2007-07-24 isp connections
Well for the past day I've had no internet access here, sorry to all those who get free DNS from me, all those who I give free short URLs and the free news feeds.
You will all be refunded shortly.
Last night I had very little to think about, well without the internet and all that, what could I do? The majority of things which I use as information sources are via the internet. Well, I just had to go to the pub didn't I and have a normal conversation with some people.
However today I was thinking of some improvements which I could create for my own facebook/myspace/whatever social networking framework. It might be an interesting rethink on the way that those sites work. I don't personally buy into the whole "look how many friends i don't care about" mantra. It is not interesting to read a bunch of crap about how someone might be back stabbing. That's just not what the internet is for.

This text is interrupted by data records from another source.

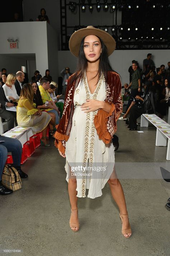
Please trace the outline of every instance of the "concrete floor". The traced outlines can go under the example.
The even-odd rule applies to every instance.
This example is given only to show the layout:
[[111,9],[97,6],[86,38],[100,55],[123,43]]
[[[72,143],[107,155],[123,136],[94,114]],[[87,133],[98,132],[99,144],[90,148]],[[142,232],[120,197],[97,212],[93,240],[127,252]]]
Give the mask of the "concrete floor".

What is interesting is a number of resourceful links for people to use as educational references. Now that's worth my time to read.
Monday night I had a revelation, to spend all week in the pub. It's only Tuesday and already I'm thinking of reasons not to.
I just noticed how there are similarities between Ruby and pascal:
if( config["first_name"] != nil ) @first_name = config["first_name"] end
Notice in the block above:
- nil
This is used to determine a NULL pointer in pascal. Seldom used since pascal took it's place as a beginner teaching language. - end
Pascal used begin/end heavily, although case-insensitive.
I had been meaning to get back into the pascal language since it has very fast compile times and the resulting binary was very small and fast to execute. This lagging compile time with C/C++ became apparent to me when compiling on a 8 bit 8086 CPU some fifteen years ago. Even today, compiling an incredibly small C++ program can take upto a second, things really have not moved on when a perl script that applies a regular expression to a large text file can start and finish within that time.
2007-07-22 not much of an update
While I've been avoiding certain things, such as putting a vocabulary book together, I have done something productive.
There's now a quick overview of some hash functions in high-level languages at the following page: hash test. This page is only a quick overview of insertions, as an example of a few things, such as the rate at which the memory is consumed and freed and the rough size of the memory per object inserted.
2007-07-03 perl > *
This month, perl is greater than everything else. Until I find some reason to start supporting python or ruby a little more.
As I wrote earlier, I am in stages of writing my site from a database, I was going to write it using Python, and then Ruby, for experimentation reasons. However, perl and I get on so well these days that I had to use what I felt most comfortable with.
I am pleased with the end result. It operates much faster than the Java Runtime version. I imagine this is due to not using strict objects. The java version would take 80 minutes to write all news items from the database running on the webserver, and around 20 minutes if operating from my workstation. The perl version takes around 4 minutes from my workstation and even less running on the database/webserver box. I put this down to two things:
- the java version would make an object for each page, store it in an arraylist for making the indexes with later
- perl being closer to the hardware (although interpreted) than the JRE and it's objects.
Some people see perl as being hard to read/write, I myself found writing perl much easier than Java. This might be because I don't buy into all this IDE stuff, I like to work with GVIM, and use ctrl-n to complete things manually rather than let an IDE use reflection to tell me what I can complete with. The main thin about writing OOP code is the deep level of indentation that is required, perl is ok with just one level deep for the methods, since the package name starts at col 1. In java the method is already about three levels deep, and in .net, 4 with a namespace. Just not my cup of tea.
Once the two awaiting sections of the site are completed I'll be releasing this as a pseudo framework for making your own large sites from db, where reducing CPU work is a priority.
2007-07-02 freedom march
I totally respect what these guys are doing for freedom of information. They're putting a lot of effort into getting people to understand about freeness of drivers, information and standards.